The newer "TWOZONE" algorithm is based on the assumption that bad pixels and gain-sagged regions that are in the outer wings of the point-source profile do not have a large enough impact on the extracted flux to force rejection of the wavelength bin; instead wavelength bins should only be rejected if a bad pixel occurs in the core of the profile. This allows for spectrum extraction with only a small error even when the far wings of the profile may overlap with gain-sagged regions near LP1. Note that the locations of LPs 3 through 6 were carefully chosen so that previous gain-sagged regions would not significantly impact the spectral quality and flux accuracy of the science spectra.

To implement this concept, the TWOZONE method divides the spectral extraction region into two parts: an INNER zone that defines the core of the profile, and an OUTER zone that includes the entire region used for the spectral extraction (note that the OUTER zone as defined here includes the INNER zone). The upper and lower boundaries for each of these zones are wavelength dependent and are defined in terms of the fraction of enclosed energy expected for the cross-dispersion profile of a point source. These enclosed energy fractions are set for each CENWAVE setting in the new TWOZXTAB reference file. For all settings, the reference files are currently set by default to define the central 80% of the profile’s enclosed energy as the INNER zone and 99% as the OUTER zone, but these boundaries can be adjusted to tailor the extraction (see 3.6 Customizing COS Data Calibration). The wavelength dependent point-source spatial profiles for each setting are contained in the PROFTAB reference file.

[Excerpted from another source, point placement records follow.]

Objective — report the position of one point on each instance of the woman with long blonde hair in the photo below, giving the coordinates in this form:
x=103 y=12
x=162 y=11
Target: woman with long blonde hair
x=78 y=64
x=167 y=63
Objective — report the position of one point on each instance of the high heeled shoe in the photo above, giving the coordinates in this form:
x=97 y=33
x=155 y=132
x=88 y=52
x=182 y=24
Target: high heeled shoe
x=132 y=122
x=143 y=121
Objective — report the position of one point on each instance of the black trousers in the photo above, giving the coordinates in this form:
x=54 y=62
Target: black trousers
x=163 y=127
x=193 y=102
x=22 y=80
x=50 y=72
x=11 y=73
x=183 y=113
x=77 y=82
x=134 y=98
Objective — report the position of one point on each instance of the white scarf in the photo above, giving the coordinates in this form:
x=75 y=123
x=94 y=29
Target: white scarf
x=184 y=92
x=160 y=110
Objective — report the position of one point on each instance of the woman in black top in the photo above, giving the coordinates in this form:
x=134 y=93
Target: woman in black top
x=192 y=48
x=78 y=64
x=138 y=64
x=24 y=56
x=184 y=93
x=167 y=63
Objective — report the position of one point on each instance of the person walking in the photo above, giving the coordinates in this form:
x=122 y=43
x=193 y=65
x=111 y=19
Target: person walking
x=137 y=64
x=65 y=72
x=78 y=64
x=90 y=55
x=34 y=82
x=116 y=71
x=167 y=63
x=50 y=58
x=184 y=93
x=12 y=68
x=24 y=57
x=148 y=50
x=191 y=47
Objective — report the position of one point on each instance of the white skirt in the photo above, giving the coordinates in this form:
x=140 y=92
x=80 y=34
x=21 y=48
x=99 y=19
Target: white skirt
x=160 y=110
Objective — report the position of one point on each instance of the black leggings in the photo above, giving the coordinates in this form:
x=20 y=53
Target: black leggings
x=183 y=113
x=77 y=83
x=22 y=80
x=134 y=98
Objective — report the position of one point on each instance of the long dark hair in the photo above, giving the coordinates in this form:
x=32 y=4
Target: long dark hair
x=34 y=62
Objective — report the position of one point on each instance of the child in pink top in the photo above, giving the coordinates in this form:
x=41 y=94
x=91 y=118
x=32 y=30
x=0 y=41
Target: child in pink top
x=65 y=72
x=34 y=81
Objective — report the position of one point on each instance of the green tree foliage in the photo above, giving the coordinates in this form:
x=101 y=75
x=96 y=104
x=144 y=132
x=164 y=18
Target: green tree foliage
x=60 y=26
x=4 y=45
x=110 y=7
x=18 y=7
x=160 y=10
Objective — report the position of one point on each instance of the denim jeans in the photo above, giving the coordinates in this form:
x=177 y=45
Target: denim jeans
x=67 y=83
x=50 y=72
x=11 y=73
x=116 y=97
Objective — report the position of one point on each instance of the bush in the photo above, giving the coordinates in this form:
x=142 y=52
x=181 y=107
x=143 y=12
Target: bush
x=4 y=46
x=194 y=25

This approach has a number of additional consequences. In order to tabulate reference profiles that are sufficiently smooth as a function of wavelength, it proved necessary to first straighten the spectral image to correct the small-scale distortions in the cross-dispersion direction. This resulted in the addition of a new TRCECORR step, which uses corrections tabulated in the TRACETAB reference file. In addition, precise alignment of the observed spectrum with the reference profile is needed to ensure accurate flux extraction, and to do this the new ALGNCORR step was added. We recommend that the TRCECORR steps always be used whenever using the new TWOZONE algorithm, and be omitted when using the older BOXCAR algorithm. While it is possible to turn these steps on and off separately, the reliability of the extracted spectra produced may be adversely affected.

Note: The TWOZONE algorithm is only used for FUV data taken at the third and subsequent COS FUV Lifetime Positions (LP3 and up).

The TWOZONE algorithm is only used for FUV data taken at the third and subsequent COS FUV Lifetime Positions (LP3 and up). All NUV data and FUV data taken at LP1 and LP2 continue to be calibrated using the older BOXCAR algorithm. Note that when most FUV settings were moved to LP3 and later subsequent LP, the 1055 and 1096 CENWAVE settings of the G130M grating were left at LP2 because of their large cross-dispersion widths, and they will therefore continue to be calibrated with the BOXCAR algorithm.

3.2.2 Extended sources

Since the new TWOZONE algorithm shrinks the final region used for the spectral extraction to enclose only 99% of the expected point-source profile enclosed energy, the flux accuracy for extended sources will be more easily affected than was the case for the BOXCAR algorithm, which uses a larger fixed extraction height. In addition, the more extended spatial profile for these sources may increase the overlap with the gain-sagged regions near LP1, leading to significant loss of flux. Observations of extended sources therefore likely require customized extractions to produce optimum results, and close examination of the spectral images and extractions to identify artifacts in the reduced products is recommended.

Note: Observations of extended sources likely require customized extractions to produce optimum results.